The only interest which isn’t covered by the personal savings allowance is interest which is already tax-free, such as interest from individual savings accounts (ISAs) or Premium Bond winnings.

So, for example, if you win £100 from Premium Bonds and receive £100 in ISA interest, you’ll still have your £1,000 personal savings account to cover any other interest you might earn.

Find out how to invigorate your interest rate.

How much can I save before I go over the allowance?

That depends on which account you save into and how much interest it pays.

For example, if you save into one of the best easy access accounts paying around 1.5%, and you are a basic rate tax payer, you’d need to have more than £66,000 in your account before you’d generate enough interest to use up your allowance.

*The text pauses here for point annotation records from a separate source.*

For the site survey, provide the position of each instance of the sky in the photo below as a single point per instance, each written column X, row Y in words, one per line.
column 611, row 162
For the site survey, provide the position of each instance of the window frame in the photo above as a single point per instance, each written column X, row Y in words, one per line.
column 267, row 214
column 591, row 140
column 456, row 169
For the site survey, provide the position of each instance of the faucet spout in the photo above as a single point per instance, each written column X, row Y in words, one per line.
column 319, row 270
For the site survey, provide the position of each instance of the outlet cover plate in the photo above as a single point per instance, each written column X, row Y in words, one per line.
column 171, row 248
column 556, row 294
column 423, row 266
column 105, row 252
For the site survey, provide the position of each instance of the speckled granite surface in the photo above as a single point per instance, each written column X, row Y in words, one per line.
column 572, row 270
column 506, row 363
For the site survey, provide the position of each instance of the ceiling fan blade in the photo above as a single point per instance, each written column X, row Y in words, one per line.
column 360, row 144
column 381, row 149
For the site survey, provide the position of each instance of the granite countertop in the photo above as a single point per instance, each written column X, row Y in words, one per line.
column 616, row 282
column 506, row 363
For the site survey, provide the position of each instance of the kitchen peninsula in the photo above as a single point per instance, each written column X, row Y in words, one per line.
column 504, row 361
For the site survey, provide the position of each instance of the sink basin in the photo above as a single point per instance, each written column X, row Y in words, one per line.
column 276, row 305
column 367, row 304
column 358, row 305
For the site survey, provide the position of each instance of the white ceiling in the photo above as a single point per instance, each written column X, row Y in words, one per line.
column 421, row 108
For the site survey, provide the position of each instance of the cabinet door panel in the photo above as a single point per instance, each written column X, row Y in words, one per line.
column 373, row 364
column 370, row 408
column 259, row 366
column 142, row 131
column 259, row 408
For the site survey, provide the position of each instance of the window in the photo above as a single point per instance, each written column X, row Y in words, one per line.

If you are a higher rate taxpayer, then you’d need to save half this, at £33,000, before your allowance is used.

How do I claim the allowance?

The good news is you don’t have to do anything to claim the allowance.

As of April 6, 2016, all interest is paid with no tax taken off, so it all happens automatically. If the interest you earn exceeds the personal allowance, then any tax you owe will be paid to HM Revenue and Customs (HMRC) through your tax code.

If you fill in a self-assessment tax return, then you will repay any tax owed this way instead.

What if I didn't previously pay tax on my savings interest?

If your total taxable income is less than £16,000 (the income tax personal allowance of £11,000 plus the £5,000 starting rate limit for savings income), you shouldn’t pay tax on any of your income. This means nothing has changed for you now the personal savings allowance has been introduced.

However, there’s no longer any need for you to notify your bank or building society that you don’t pay tax on your interest.

Is there any point still saving into cash ISAs?

Although you need a large amount of savings to use up your personal savings allowance, bear in mind that once interest rates start to rise, you’ll need to save much less to reach the £1,000 or £500 threshold.

Remember too that any interest you earn from cash ISAs doesn’t count towards your personal allowance, so it’s a good idea to make the most of both.

There are also no guarantees how long the personal savings allowance will be around for, with some financial experts claiming that this is more likely to be changed or reversed in future than the tax benefits of ISAs.